Dividendes améliorés en vue

Les sommes collectées au cours de cette opération pourront être "réinvesties dans les segments cibles", définis par le plan stratégique comme la santé, les produits d'épargne peu consommateurs de capital, la prévoyance et l'assurance d'entreprises en dommages, "notamment via des acquisitions et/ou potentiellement reversées à nos actionnaires en fonction des opportunités et des conditions de marché", a expliqué M. Harlin.

"On a identifié des cibles et des pays" en vue d'acquisitions, a pour sa part révélé Thomas Buberl, patron d'Axa.
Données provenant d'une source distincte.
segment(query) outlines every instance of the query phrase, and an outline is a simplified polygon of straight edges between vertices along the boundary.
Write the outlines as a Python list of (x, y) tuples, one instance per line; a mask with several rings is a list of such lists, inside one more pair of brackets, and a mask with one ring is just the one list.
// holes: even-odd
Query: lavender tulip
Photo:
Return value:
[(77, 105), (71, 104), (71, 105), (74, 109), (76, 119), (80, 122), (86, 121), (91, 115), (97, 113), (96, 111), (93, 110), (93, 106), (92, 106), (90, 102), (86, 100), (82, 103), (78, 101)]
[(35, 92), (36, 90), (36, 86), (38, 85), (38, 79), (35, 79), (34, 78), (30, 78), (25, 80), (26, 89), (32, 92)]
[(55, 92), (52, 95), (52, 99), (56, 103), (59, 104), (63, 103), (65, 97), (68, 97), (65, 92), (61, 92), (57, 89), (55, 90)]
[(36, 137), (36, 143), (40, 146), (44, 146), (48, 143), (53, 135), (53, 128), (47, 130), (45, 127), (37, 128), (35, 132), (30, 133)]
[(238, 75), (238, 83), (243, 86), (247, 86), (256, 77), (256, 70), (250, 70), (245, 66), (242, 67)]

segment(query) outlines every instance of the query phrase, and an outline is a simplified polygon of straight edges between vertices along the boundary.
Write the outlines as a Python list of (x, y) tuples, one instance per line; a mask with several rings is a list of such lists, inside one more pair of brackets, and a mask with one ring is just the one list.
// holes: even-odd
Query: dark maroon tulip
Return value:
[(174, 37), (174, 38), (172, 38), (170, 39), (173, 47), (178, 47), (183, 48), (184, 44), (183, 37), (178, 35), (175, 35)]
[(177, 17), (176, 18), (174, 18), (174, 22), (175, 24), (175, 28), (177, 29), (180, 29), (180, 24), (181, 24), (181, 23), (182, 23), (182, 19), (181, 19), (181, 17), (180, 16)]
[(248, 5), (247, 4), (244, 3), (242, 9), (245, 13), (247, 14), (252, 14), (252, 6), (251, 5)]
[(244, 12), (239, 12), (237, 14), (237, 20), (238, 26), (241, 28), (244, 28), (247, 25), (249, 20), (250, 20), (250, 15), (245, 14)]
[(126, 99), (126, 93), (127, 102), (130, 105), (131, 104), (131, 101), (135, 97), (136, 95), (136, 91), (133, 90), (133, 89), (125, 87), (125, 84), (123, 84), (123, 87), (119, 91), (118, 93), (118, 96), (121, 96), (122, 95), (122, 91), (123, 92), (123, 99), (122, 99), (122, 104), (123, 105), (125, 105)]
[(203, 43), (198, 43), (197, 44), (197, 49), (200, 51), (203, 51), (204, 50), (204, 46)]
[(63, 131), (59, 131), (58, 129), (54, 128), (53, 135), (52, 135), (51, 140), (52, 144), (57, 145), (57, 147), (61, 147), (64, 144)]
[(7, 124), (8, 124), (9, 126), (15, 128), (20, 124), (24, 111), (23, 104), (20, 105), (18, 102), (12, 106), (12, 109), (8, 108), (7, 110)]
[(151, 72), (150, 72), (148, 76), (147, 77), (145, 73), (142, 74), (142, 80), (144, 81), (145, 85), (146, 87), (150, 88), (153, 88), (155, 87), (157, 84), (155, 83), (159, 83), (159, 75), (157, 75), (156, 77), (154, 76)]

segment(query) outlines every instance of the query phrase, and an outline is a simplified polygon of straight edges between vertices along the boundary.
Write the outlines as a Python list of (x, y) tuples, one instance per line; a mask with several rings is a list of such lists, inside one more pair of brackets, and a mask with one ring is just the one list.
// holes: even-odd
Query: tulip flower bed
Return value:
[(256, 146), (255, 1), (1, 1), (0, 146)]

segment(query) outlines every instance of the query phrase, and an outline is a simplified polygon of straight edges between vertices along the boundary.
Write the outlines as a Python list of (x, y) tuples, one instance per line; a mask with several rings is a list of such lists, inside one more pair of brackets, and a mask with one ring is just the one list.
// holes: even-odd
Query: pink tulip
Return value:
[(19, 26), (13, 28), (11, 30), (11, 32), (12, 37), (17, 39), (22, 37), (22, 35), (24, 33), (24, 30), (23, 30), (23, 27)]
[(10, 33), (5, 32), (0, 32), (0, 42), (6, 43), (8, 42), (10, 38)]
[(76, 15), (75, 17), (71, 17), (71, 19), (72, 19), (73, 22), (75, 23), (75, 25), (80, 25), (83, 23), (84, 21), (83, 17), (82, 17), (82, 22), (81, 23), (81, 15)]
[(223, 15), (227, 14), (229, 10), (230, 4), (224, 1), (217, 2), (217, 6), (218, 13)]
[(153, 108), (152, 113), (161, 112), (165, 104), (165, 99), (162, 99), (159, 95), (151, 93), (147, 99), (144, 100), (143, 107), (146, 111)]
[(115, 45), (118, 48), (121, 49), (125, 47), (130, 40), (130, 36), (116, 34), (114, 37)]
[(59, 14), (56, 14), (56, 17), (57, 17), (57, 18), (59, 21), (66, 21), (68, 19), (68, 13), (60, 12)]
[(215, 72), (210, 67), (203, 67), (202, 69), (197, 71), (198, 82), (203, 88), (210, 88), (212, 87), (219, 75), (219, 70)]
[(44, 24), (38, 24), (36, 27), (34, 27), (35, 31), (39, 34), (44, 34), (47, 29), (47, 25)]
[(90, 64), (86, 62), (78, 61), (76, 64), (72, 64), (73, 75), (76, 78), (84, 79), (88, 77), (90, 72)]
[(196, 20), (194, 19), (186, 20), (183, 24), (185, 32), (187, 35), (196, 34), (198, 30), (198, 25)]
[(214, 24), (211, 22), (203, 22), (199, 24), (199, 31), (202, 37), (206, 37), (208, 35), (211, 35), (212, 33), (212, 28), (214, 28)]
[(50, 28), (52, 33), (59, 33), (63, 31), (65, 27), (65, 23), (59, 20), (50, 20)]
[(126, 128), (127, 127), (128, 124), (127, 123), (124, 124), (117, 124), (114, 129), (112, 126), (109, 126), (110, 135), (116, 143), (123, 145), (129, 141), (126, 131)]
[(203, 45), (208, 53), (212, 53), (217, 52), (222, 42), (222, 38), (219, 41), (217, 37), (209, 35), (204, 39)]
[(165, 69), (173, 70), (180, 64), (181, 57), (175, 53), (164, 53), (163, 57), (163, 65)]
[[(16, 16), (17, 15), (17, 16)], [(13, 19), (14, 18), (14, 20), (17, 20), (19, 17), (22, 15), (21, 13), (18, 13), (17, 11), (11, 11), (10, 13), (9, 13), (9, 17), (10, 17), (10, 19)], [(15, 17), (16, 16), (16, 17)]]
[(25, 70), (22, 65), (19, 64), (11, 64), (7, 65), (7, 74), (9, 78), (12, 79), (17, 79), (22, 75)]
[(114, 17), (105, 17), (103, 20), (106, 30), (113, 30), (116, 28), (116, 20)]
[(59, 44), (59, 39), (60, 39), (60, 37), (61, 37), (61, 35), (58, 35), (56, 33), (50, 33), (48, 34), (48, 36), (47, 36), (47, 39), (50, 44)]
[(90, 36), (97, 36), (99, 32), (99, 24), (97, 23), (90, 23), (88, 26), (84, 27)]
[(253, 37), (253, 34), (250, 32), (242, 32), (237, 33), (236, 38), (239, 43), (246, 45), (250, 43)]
Le groupe envisage de se développer en santé dans des des pays où il possède une base d'activité en vie et en dommages, a-t-il expliqué, citant la Thaïlande, les Philippines, la Chine ou le Brésil.

Le groupe en a profité pour réaffirmer les objectifs financiers de son plan stratégique pour la période 2015-2020.

A horizon 2020, le groupe compte aussi investir trois milliards d'euros pour concrétiser sa transformation dans les domaines du numérique, du développement de nouveaux services ou de la formation de ses collaborateurs.

Pour accélérer la mise en oeuvre de ce tournant technologique, Axa a annoncé dans la foulée la création d'une nouvelle unité commerciale consacrée à l'innovation client et aux nouveaux "business models" (offres et services commerciaux).

Revenus stationnaires

En termes commerciaux, sur ce premier trimestre, l'assureur affiche un chiffre d'affaires quasiment stable (-0,1% en données retraitées, -0,6% en publiées) à 31,6 milliards d'euros, en deçà des attentes des analystes qui tablaient en moyenne sur des revenus de 32,6 milliards, selon un consensus établi par le fournisseur de données Factset.

Dans le détail, la baisse du chiffre d'affaires sur le segment vie, épargne, retraite de 1% à 17,1 milliards d'euros a été compensée par une progression équivalente (+1%) de l'activité dommages à 13,4 milliards d'euros.

En assurance vie, épargne, retraite, les ventes sont soutenues notamment par leur forte croissance aux Etats-Unis (+11% à 3,8 milliards d'euros). Les revenus en France demeurent stables à 4 milliards d'euros mais chutent en Italie (-35% à 747 millions d'euros) et en Espagne (-28% à 159 millions d'euros).

L'activité dommages bénéficie elle d'une hausse des revenus en assurance des entreprises (+3% à 7,1 milliards d'euros).

En matière de gestion d'actifs, la collecte nette a atteint 3 milliards d'euros, en franc recul par rapport à l'an dernier où elle s'établissait à 10 milliards d'euros sur la même période.